# Hp results from cam install



## GOGTOGO (May 17, 2011)

Finally got the cam done and tuned she made 426 rwhp and 385tq. Ms3 cam, kooks LTs, Kooks catted midpipes, Magnaflow catback, Vararam. Stock was 344 rwhp. 82 rwhp gain from cam, exhaust, vararam... And Tune from Dynotune!!! Shes a different Beast!! Love how the whole car shakes at a idle... Next is a 100 shot of spray!


----------



## firebird (Feb 6, 2011)

Gotta link to that cam?


----------



## firebird (Feb 6, 2011)

The numbers are impressive.


----------



## Ehrgeiz X (Apr 10, 2011)

Nice job! How different is that cam from stock? Did you replace your lifters, rods, and springs and such?


----------



## Rob GTO (Apr 28, 2010)

Good numbers, enjoy.


----------



## bubbz22 (Apr 14, 2011)

firebird said:


> Gotta link to that cam?


Here ya go!

Texas Speed Magic Stick 3 237/242 .603/.609 Camshaft


----------



## svede1212 (Nov 1, 2005)

firebird said:


> Gotta link to that cam?


Something to keep in mind is altho this may be the perfect cam for the OP different uses and expectations may ask for something different from another user. Peak numbers are good but big cams sometimes are best for the track. Tuning care and ability can also make or break the total enjoyment. FWIW I started 45 RWHP lower than the OP I ended up almost exactly the same place with a LS1 and comparable mods


----------



## taz4141 (Nov 6, 2006)

that's so cool how they wiggle at idle. mine does that to. my cam is has just a bit more duration but so damn close it wouldn't make any difference. got my cam at Texas speed as well.


----------



## Ehrgeiz X (Apr 10, 2011)

taz4141 said:


> that's so cool how they wiggle at idle. mine does that to. my cam is has just a bit more duration but so damn close it wouldn't make any difference. got my cam at Texas speed as well.

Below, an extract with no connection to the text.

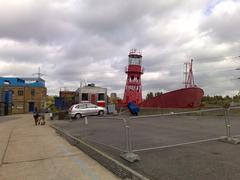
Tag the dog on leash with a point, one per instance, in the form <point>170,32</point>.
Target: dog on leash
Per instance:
<point>41,121</point>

I love cam lope. And so do a few of my female friends. Nothing says sexy like a whole car rocking back and forth from idle alone.


----------



## Jeffcarr (Aug 2, 2011)

what RPM are you hitting the top Horse power after the cam?


----------



## firebird (Feb 6, 2011)

good point svede.

what would be an ideal cam package for a procharger with catless lts, fast 102 and TB? i heard some on youtube and based on the sound i would not wanna go over 232, but it all depends what would fit with the rest of the mods?


----------



## Rob GTO (Apr 28, 2010)

firebird said:


> good point svede.
> 
> what would be an ideal cam package for a procharger with catless lts, fast 102 and TB? i heard some on youtube and based on the sound i would not wanna go over 232, but it all depends what would fit with the rest of the mods?


Its the LSA that determines the sound really, listen to a cam with a LSA of 112, 113, and 114 and note the differences.


----------



## GOGTOGO (May 17, 2011)

Yeah I put in new springs and push rods and retainers


----------



## GOGTOGO (May 17, 2011)

Looks like about 6200


----------



## GOGTOGO (May 17, 2011)

my specs are 238/242 and .605/.610 and 112.0 lobe seperation


----------



## firebird (Feb 6, 2011)

Rob GTO said:


> Its the LSA that determines the sound really, listen to a cam with a LSA of 112, 113, and 114 and note the differences.


which one of these would be the quietest? and, does louder mean bigger gains?


----------



## brandoncasey2002 (Sep 26, 2018)

Texas speed 228r Cam, LS1 with full headers, cat delete

410 to the wheels.


----------